Reconduction et amélioration de l’expérimentation pour 2016
Au regard des résultats positifs présentés par RBA et Luzéal, les agriculteurs, les représentants de la coopérative et de Symbiose souhaitent poursuivre ce projet pour 2016 à l’échelle de la commune de Beine-Nauroy. Afin de facilité la récolte, quelques évolutions seront apportées au protocole d’expérimentation (largeur des bandes réduite à 3 m tout en conservant le même ratio de luzerne conduite en bande non fauchée).
La volonté est d’augmenter le nombre de parcelles concernées et de mieux les disséminer sur le territoire de la commune.
Interview de Benoit Lampson, Président de Luzéal
Pourquoi avez-vous souhaité vous impliquer dans le projet Apiluz avec Symbiose ?
Mettre en évidence les aménités d’une production est toujours porteur pour une filière.

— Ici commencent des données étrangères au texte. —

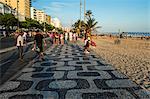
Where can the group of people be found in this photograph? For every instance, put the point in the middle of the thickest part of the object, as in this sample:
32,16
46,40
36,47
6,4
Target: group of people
62,38
54,38
40,43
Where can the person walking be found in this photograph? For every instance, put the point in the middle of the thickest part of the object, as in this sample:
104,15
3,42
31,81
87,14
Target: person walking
20,41
38,43
66,38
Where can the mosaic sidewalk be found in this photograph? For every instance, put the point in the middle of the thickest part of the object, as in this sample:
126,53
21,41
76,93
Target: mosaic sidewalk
68,73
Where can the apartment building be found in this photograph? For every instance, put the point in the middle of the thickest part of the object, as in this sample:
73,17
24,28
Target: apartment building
23,7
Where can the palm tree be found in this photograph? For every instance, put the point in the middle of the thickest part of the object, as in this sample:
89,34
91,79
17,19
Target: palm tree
78,26
88,14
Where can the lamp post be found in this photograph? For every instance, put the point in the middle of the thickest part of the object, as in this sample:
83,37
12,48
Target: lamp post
18,15
84,9
44,19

La luzerne, quasiment seule grande culture régionale ayant une floraison estivale, c’est sans ambiguïté que Luzeal a répondu favorablement à cette demande, et ainsi répondre aux besoins des apiculteurs de notre territoire.
Les agriculteurs de Beine-Nauroy ont d’ailleurs accueilli avec bienveillance cette démarche.
Les quelques petites complications quant à l’organisation des chantiers de plaine sont sans commune mesure par rapport aux services rendus à nos apiculteurs.
Il n’y a pas de vie sans abeille, vecteur de la fécondation de nombreuses espèces végétales, et lorsque les différentes corporations d’un territoire peuvent se rendre service, la boucle est bouclée.
Quelles suites voulez-vous donner à ce projet ?
Effectivement cette belle expérimentation ne doit pas rester à ce stade.
Preuve est faite que la luzerne est une des solutions contribuant au respect de la biodiversité.
Je pense que la filière « luzerne », au travers de Coop de France Deshy doit être un véritable moteur de développement de cette démarche.
La généralisation de cette opération aura un coût pour la filière, au travers notamment de l’indemnisation des planteurs de luzerne.
Les aménités ont une valeur, la Société et les services publics doivent le reconnaître et y contribuer.
Ce projet est dans la continuité des expérimentations impulsées par Coop de France déshy.
Cette étude est financée par le Conseil Régional Champagne-Ardenne, la Dreal Champagne-Ardenne, l’Europe, la Fondation Nature et Découverte, la Fondation d’entreprise du Crédit Agricole Nord Est et la Chambre d’Agriculture de la Marne.